- A lot of work you thought would take 1 day ends up taking 1 month because most of the code you reuse is leaky, which causes unforeseen extra work.
- You get annoyed that your plans and deadlines are actually worthless with this type of low quality code base. You get so irritated that you want to do something about it.
- You start to make a list about possible refactorings that would increase the robustness of existing code. You add items to this list whenever you see something fishy in code, but you can't act on it right away because you almost certainly have some crisis that needs fixing immedately.
- Whenever there is a break from firefighting mode, you go back to your list and start working on the most important items.
- You realize that most of your refactorings will have unforeseen side effects and that you have to revert them. You give up refactoring at this point and go back to firefighting.
- After wasting 10 years, you realize that you have to refactor on the off chance of improving quality to the point where you can reuse code in peace. And you are enlightened (!)
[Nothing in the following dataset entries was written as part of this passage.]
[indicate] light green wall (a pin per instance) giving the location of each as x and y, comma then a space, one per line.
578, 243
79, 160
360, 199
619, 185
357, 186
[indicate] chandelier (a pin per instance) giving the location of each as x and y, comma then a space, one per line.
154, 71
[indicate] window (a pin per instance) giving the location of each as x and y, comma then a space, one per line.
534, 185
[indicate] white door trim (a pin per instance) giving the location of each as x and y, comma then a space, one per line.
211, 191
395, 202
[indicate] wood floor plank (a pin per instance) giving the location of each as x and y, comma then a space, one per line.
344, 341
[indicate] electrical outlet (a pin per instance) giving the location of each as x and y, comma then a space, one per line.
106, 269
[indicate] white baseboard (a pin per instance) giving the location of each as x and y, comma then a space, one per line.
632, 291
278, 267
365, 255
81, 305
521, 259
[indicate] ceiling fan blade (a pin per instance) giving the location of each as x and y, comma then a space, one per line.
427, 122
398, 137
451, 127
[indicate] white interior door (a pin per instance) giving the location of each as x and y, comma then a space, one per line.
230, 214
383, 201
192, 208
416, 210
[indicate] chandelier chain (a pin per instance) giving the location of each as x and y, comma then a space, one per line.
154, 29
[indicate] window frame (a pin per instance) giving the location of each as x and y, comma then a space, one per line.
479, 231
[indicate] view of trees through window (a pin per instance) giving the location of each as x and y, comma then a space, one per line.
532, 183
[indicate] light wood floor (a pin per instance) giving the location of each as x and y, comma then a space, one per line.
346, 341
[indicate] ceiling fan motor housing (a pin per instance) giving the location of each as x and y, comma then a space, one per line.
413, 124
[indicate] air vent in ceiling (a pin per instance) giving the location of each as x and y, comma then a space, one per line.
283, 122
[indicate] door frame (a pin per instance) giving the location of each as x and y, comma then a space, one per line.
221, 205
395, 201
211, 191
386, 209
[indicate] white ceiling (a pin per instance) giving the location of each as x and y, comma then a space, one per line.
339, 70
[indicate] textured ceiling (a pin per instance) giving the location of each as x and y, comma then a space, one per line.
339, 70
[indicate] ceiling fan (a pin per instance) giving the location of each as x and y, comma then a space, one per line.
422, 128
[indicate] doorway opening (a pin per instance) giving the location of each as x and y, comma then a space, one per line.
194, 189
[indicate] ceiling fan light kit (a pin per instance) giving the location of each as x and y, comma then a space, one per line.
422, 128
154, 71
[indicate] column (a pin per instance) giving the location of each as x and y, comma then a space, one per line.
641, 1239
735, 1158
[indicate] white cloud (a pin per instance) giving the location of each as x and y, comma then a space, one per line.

A novice programmer was once assigned to code a simple financial package. The novice worked furiously for many days, but when his Master reviewed his program, he discovered it contained a screen editor, a set of generalized graphics routines, and an artificial intelligence interface, but not the slightest hint of anything financial. When the Master asked about this, the novice became indignant. "Don't be so impatient," he said, "I'll put in the financial stuff eventually."Notice that I have not mentioned any software development standards or processes. Their time comes after you have matured through these phases. The most important one is phase 2, i.e. to be annoyed of wasting time by not being able to trust existing code, ending with rewrites whenever you "reuse" code.